Au bout de près de deux heures de spectacle, le chanteur a passé en revue les titres phares de sa discographie: Mwasi na ngai, Tolo pele, Bulawayo, Congo akolela, Aminata… Certains morceaux comme «Ya Samba», «Mutampa», «Nawo tsetsa», «Bulawayo» ou «Congo», ont été revisités pour l’occasion, par un chœur de quatre choristes, et par deux violonistes de l’orchestre symphonique de l’église kimbanguiste qui ont accompagné l’artiste. Un vrai ravissement pour le public qui a repris en chœur quelques titres, émouvant au passage l’artiste qui, par moment, a semblé se perdre dans ses interprétations. 

L’amour, l’unité, la paix, les problèmes sociaux, autant de thématiques que Jacques Loubelo, blagueur et un tantinet sociologue, décortique sans retenue dans ses chansons. Anecdotes, clins d’oeil, ont rythmé les spectacles. 

En guise d’intermède, une petite surprise a été servie au public, avec la prestation d’une jeune artiste de 7 ans, Jolivette, qui, avec sa guitare, a interprété quelques morceaux à l’honneur de papa Jacques. 
Et comme à chacun de ses spectacles, « Congo», titre resté à la postérité comme hymne de l’unité nationale, et qui a fait accéder Jacques Loubelo au panthéon de la musique congolaise, a constitué le clou de chaque soirée. 
Repris à l’unisson par le public, cet hymne a fait vibrer, l’instant de ces quelques notes, la fibre patriotique des congolais. 

Pour la petite histoire, c’est après plusieurs années d’expatriation, notamment en Suisse, que Jacques Loubelo décide de rentrer à Brazzaville, en 2001. A la demande de ses amis. Pourtant, cette légende artistique nationale n’a jamais été récompensée par la République, mis à part sa participation aux festivités du cinquantenaire de l’indépendance. 

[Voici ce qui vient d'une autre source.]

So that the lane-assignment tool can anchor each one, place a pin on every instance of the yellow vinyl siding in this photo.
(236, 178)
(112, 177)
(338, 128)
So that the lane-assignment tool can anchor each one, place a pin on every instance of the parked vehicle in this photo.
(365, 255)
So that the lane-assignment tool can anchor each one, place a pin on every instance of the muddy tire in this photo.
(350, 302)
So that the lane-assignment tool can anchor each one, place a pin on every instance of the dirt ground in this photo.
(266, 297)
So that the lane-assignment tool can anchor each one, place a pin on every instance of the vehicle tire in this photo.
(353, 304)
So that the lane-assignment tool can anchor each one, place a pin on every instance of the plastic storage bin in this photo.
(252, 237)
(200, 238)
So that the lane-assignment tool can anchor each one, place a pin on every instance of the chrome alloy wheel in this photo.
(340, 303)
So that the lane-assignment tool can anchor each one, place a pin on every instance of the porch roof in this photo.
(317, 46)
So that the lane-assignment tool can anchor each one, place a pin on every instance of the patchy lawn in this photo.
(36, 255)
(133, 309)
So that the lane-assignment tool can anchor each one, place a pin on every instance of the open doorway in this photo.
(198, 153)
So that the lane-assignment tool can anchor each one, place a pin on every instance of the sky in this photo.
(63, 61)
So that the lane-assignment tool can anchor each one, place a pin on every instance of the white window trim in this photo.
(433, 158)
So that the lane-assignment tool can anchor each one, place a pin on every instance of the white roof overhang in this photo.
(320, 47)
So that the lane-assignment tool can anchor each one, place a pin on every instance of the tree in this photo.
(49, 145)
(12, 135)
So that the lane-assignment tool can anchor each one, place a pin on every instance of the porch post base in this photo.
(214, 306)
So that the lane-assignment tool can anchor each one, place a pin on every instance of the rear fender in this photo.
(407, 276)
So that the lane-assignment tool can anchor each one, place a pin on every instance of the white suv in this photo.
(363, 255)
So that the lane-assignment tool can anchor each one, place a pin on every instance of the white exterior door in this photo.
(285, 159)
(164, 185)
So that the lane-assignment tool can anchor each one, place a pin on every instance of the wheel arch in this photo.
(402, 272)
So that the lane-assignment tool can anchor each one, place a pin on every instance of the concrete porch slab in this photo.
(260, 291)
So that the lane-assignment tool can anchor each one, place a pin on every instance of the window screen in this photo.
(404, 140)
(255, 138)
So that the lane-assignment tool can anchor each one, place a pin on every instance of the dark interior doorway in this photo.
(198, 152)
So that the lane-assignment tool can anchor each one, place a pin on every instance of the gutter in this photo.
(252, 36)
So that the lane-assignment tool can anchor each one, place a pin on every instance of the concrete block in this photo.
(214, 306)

«Je me dis, certainement, que je n’en ai, peut-être, pas encore tout le mérite… et puis, je n’y pense plus. Aujourd’hui, je dis à ceux qui peuvent m’entendre ou m’écouter que je ne voudrais pas une récompense à titre posthume, parce que je n’en verrai pas la couleur», révèle t-il, avec une certaine amertume. «C’est un grand monument de la musique congolaise, un griot qui a beaucoup de choses à dire, non seulement à la jeunesse du pays, mais aussi à la jeunesse africaine», confie Freddy Kebano, producteur qui ne tarit pas d’éloge sur son aîné. 

Vivement sa première participation au prochain Fespam!